Pahri Yamsul resmi mengakhiri masa tugasnya sebagai Kepala Dinas SDA dan Bina Marga setelah mendapat amanah baru sebagai Asisten I Pemprov Sultra. Posisi yang ditinggalkan sementara diisi oleh Panja Widhia Justianus Tolla sebagai Pelaksana Tugas (Plt) Kepala Dinas.
Dalam kegiatan serah terima jabatan (Sertijab) yang dilakukan pada Selasa (27/1/2026), Pahri Yamsul menyoroti besarnya tanggung jawab yang diemban dinas tersebut. Ia mengingatkan bahwa Dinas SDA dan Bina Marga kini telah berkembang dengan jumlah pegawai yang melonjak signifikan.
“Dulu pegawai hanya sekitar 200 orang, sekarang sudah lebih dari 600. Ini potensi besar, tapi juga tantangan besar jika tidak dikelola secara solid dan profesional,” kata Pahri.
Ia menekankan pentingnya kecepatan dan responsivitas kerja, selaras dengan arahan Gubernur Sultra, khususnya dalam mendukung agenda pembangunan infrastruktur daerah.

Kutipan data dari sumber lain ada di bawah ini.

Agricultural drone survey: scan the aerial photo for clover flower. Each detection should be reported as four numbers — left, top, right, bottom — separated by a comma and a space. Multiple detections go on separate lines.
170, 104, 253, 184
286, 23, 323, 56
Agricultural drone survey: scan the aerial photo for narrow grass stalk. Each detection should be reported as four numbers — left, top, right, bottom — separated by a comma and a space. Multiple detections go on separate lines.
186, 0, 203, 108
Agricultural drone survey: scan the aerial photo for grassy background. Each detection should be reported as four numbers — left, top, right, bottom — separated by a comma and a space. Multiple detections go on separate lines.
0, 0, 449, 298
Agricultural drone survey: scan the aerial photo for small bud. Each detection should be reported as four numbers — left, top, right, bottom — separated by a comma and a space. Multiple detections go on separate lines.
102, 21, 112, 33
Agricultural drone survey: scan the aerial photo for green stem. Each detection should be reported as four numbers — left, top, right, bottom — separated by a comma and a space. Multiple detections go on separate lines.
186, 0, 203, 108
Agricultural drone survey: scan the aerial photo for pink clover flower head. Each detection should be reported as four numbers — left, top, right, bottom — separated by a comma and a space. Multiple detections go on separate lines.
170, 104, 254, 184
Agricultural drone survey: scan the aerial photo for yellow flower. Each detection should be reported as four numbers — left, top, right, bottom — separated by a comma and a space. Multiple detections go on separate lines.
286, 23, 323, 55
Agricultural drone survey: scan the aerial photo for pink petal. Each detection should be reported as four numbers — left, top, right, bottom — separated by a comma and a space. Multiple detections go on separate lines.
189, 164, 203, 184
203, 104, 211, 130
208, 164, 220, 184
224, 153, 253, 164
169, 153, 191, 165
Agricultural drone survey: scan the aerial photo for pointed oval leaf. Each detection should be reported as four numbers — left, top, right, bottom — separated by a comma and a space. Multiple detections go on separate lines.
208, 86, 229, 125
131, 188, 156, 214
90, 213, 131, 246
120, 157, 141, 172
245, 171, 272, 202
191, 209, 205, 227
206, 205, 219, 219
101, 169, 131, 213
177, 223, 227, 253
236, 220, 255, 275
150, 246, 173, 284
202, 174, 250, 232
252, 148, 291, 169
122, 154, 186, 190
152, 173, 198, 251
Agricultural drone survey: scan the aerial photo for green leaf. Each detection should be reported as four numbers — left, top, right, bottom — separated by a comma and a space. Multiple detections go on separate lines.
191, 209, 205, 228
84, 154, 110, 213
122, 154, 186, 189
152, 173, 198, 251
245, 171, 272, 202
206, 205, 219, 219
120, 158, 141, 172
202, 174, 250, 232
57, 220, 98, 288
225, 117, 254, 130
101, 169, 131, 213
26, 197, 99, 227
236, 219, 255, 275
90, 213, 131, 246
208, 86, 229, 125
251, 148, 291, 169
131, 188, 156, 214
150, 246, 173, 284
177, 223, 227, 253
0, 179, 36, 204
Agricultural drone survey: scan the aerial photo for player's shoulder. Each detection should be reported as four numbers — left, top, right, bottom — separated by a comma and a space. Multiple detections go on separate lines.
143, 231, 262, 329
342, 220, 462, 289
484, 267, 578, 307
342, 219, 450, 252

Meski tidak lagi memimpin langsung, Pahri memastikan dirinya tetap terbuka untuk berdiskusi dan berkoordinasi demi kepentingan Sultra.
“Saya mungkin berpindah tugas, tapi komitmen untuk daerah ini tidak pernah pindah,” ujarnya.

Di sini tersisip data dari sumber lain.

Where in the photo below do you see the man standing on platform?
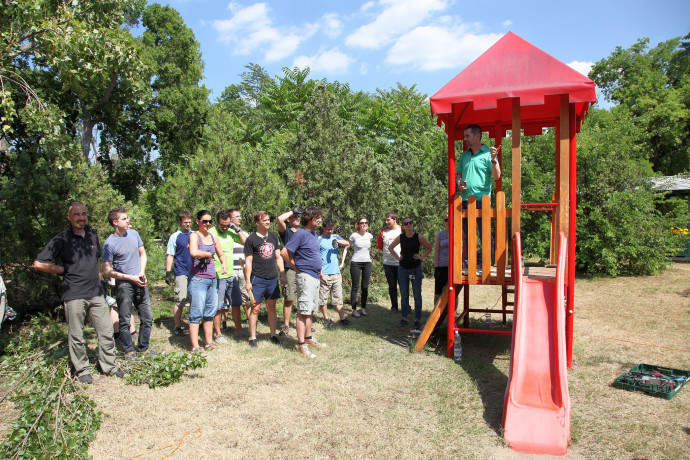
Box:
[456,124,501,268]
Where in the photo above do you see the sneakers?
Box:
[190,347,207,358]
[109,367,125,379]
[77,371,93,385]
[304,337,326,348]
[299,343,316,358]
[125,351,139,361]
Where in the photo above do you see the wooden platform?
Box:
[461,266,556,286]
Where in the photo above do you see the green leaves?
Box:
[120,352,206,388]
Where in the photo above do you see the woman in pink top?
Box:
[187,210,227,353]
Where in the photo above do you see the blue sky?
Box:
[160,0,690,100]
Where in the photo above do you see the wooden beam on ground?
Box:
[414,284,448,351]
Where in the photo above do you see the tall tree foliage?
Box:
[590,34,690,175]
[142,3,209,173]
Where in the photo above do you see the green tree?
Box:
[141,3,209,173]
[590,35,690,175]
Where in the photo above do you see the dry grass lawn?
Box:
[47,264,690,459]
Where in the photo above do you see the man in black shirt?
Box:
[244,211,285,347]
[34,202,125,383]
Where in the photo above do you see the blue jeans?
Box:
[187,276,218,324]
[398,265,424,319]
[115,281,153,353]
[383,264,398,310]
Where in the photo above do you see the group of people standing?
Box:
[33,125,501,383]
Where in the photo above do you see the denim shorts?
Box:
[252,275,280,302]
[218,276,242,310]
[297,272,321,315]
[189,276,218,324]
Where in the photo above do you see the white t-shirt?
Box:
[381,227,402,267]
[350,232,374,262]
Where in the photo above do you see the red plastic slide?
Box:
[503,233,570,455]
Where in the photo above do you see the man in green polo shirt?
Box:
[456,125,501,268]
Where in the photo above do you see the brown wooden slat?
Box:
[414,284,448,351]
[453,195,463,284]
[467,195,477,284]
[496,192,508,285]
[479,195,491,284]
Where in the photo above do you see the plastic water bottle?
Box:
[453,331,462,363]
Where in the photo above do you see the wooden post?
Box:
[511,97,522,236]
[556,94,570,262]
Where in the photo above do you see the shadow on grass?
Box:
[350,304,512,436]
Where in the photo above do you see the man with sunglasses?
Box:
[208,210,243,344]
[376,211,401,313]
[277,206,303,336]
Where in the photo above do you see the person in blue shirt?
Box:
[319,219,350,327]
[165,211,192,335]
[280,207,328,358]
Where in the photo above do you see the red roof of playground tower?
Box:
[430,32,596,138]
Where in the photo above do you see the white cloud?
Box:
[386,25,503,71]
[319,13,343,38]
[359,2,376,11]
[212,2,316,61]
[345,0,449,49]
[292,48,353,73]
[568,61,594,77]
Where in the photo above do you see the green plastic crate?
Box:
[613,364,690,399]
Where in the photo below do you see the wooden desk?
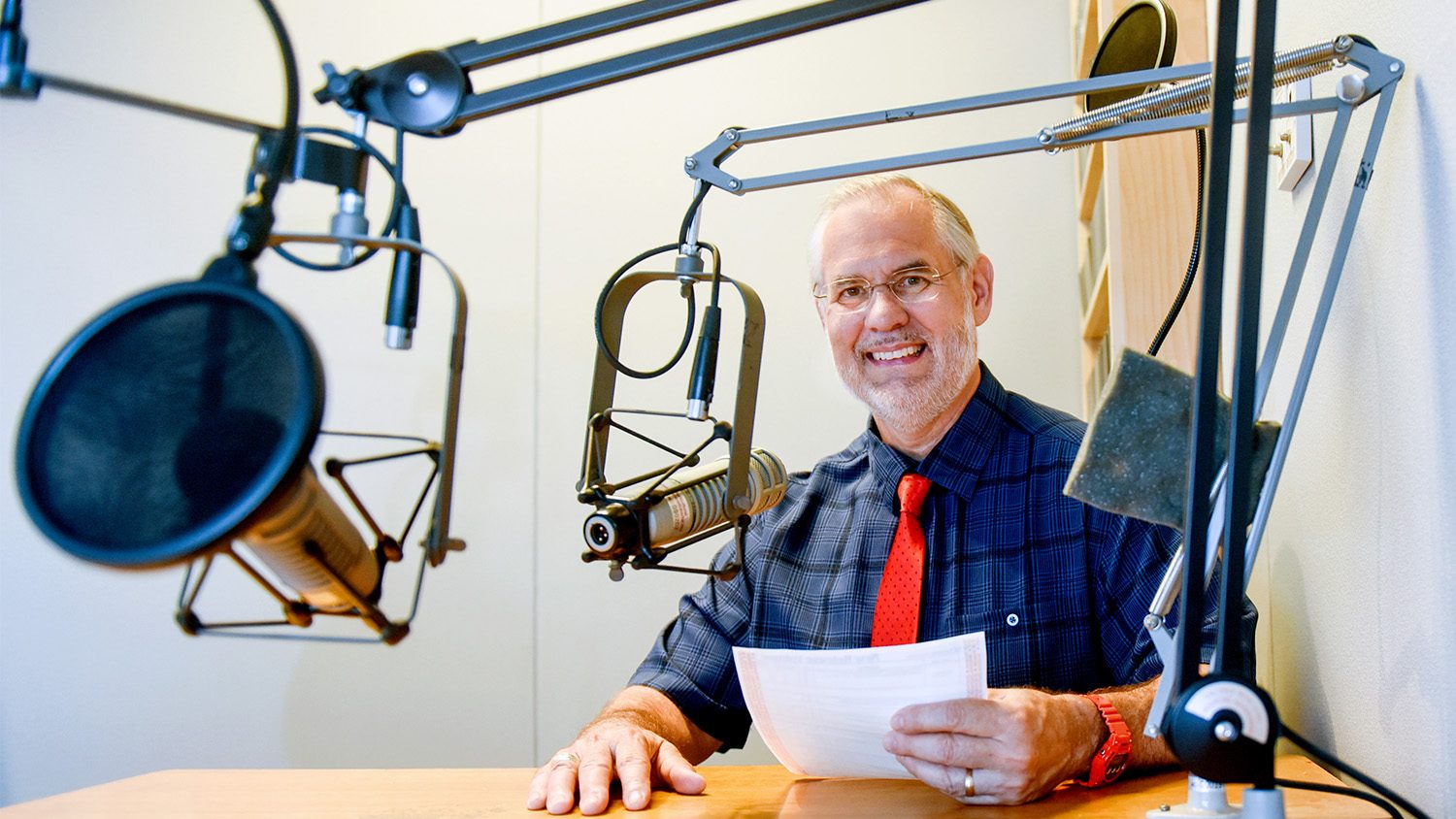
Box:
[0,757,1385,819]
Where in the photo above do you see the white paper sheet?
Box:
[733,632,986,778]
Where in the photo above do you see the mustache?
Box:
[855,330,931,355]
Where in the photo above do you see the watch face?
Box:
[1104,754,1127,780]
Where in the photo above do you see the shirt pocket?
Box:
[958,597,1097,691]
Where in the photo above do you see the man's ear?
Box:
[967,253,996,327]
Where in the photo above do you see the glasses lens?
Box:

Sementara itu, Plt Kepala Dinas SDA dan Bina Marga Sultra, Panja Widhia Justianus Tolla, menyebut momen sertijab itu sebagai bagian dari perjalanan panjang yang sarat nilai pembelajaran.

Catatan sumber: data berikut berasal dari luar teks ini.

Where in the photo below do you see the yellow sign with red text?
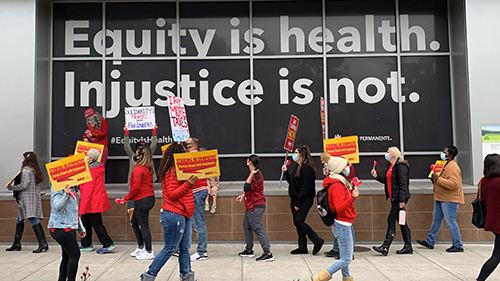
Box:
[174,149,220,180]
[45,153,92,191]
[427,160,446,178]
[73,141,104,162]
[161,143,172,155]
[323,136,359,164]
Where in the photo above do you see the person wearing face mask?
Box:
[236,154,274,262]
[281,145,325,255]
[311,152,359,281]
[117,145,155,260]
[78,148,115,254]
[123,124,158,221]
[417,146,465,253]
[371,146,413,256]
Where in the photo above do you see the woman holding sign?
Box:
[371,146,413,256]
[281,145,325,255]
[47,186,86,281]
[116,145,155,260]
[141,143,198,281]
[6,151,49,253]
[83,108,109,165]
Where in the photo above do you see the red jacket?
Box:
[161,169,194,218]
[480,177,500,234]
[323,177,358,223]
[87,117,108,146]
[78,162,110,215]
[123,166,155,201]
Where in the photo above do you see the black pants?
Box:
[131,196,155,252]
[387,198,409,234]
[290,198,314,239]
[82,213,113,248]
[477,232,500,281]
[50,228,80,281]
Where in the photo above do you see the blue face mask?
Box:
[440,151,446,160]
[384,152,391,161]
[344,166,351,177]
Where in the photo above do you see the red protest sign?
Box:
[320,97,326,139]
[283,114,299,152]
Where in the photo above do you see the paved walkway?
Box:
[0,242,500,281]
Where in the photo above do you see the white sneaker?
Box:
[135,250,155,260]
[191,252,208,261]
[130,247,146,257]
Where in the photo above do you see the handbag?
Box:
[472,179,486,228]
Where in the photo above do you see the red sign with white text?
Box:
[283,114,299,152]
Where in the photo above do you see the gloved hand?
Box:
[352,177,363,188]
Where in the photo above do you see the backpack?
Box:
[316,187,337,227]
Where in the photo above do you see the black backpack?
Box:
[316,187,337,227]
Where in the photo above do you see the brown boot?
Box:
[311,269,332,281]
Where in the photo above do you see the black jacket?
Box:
[285,164,316,208]
[376,159,410,203]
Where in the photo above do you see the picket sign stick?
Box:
[278,150,288,189]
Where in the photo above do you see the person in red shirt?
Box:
[236,154,274,262]
[371,146,413,256]
[141,143,198,281]
[83,108,109,166]
[477,153,500,281]
[311,152,359,281]
[119,145,155,260]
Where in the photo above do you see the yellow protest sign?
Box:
[427,160,446,178]
[174,149,220,180]
[161,143,172,154]
[73,141,104,162]
[45,153,92,191]
[323,136,359,164]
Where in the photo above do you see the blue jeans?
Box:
[16,214,40,226]
[193,190,208,255]
[425,201,464,248]
[332,225,356,252]
[147,211,193,276]
[327,222,354,277]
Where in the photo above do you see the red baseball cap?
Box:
[85,108,97,118]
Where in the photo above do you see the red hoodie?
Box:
[323,177,358,223]
[161,168,194,218]
[123,165,155,201]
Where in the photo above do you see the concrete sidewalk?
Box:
[0,241,500,281]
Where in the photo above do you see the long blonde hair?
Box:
[136,145,155,175]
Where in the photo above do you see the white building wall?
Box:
[0,0,36,183]
[466,0,500,184]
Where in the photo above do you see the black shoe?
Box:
[255,253,274,262]
[238,249,255,258]
[396,244,413,255]
[323,249,339,259]
[290,248,309,255]
[417,240,434,250]
[446,246,464,253]
[373,245,389,256]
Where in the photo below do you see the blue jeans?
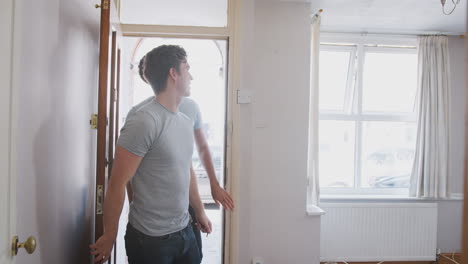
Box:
[125,223,201,264]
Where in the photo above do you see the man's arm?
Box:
[90,146,143,263]
[194,128,234,210]
[127,184,133,203]
[189,167,211,233]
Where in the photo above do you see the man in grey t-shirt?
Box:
[91,45,211,264]
[135,56,234,258]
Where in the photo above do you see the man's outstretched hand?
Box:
[89,233,117,263]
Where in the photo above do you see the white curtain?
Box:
[307,14,321,205]
[410,36,450,198]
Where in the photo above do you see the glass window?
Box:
[319,120,355,188]
[362,49,418,113]
[319,40,417,194]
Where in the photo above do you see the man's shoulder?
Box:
[180,97,198,109]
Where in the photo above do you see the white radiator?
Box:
[320,203,437,262]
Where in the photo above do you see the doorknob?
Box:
[11,236,36,256]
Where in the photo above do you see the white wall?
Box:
[15,0,100,264]
[238,0,465,263]
[238,1,320,264]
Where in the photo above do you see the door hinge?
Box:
[96,185,104,215]
[89,114,97,129]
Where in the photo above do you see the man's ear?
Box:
[169,67,178,80]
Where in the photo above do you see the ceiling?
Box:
[306,0,467,34]
[121,0,468,34]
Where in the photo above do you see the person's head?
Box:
[144,45,192,96]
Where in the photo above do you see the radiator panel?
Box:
[320,203,437,261]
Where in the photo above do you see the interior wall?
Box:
[15,0,100,264]
[238,0,320,264]
[437,37,466,253]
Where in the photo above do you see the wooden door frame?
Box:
[94,0,122,254]
[121,0,243,264]
[462,23,468,264]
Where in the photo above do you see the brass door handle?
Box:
[11,236,36,256]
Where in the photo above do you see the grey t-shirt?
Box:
[117,100,193,236]
[127,96,202,130]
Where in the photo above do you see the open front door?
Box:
[94,0,121,263]
[0,0,15,264]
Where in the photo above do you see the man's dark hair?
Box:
[143,45,187,94]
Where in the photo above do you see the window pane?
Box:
[319,51,350,111]
[362,52,417,113]
[361,121,417,188]
[319,120,355,188]
[120,0,228,27]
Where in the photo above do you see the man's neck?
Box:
[156,91,182,112]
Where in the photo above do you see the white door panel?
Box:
[0,0,14,264]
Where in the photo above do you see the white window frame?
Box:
[319,33,418,196]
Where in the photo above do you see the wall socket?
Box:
[252,257,265,264]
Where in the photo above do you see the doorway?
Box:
[116,37,228,264]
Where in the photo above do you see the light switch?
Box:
[237,90,252,104]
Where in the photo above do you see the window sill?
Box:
[307,205,325,216]
[320,194,463,203]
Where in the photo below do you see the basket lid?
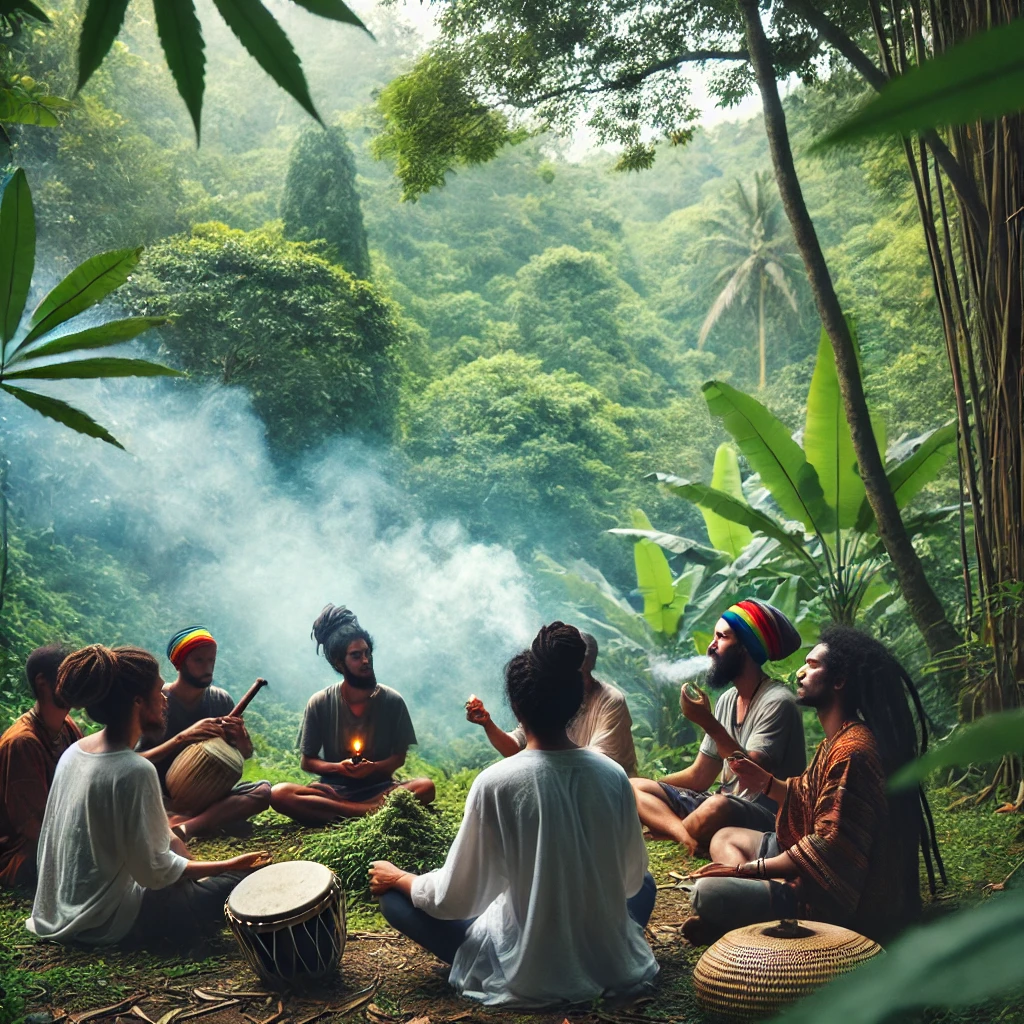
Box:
[227,860,334,921]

Ia mengungkapkan rasa hormatnya kepada Pahri Yamsul yang dianggap sebagai figur mentor dalam kariernya.
“Beliau bukan hanya pimpinan, tapi panutan. Banyak nilai profesionalisme dan etos kerja yang kami pelajari dari Pak Pahri,” tutur Widhia.
Menghadapi tugas barunya, Widhia menegaskan komitmen untuk menjaga kesinambungan program serta melanjutkan semangat kerja yang telah dibangun sebelumnya, tanpa melupakan peran para senior.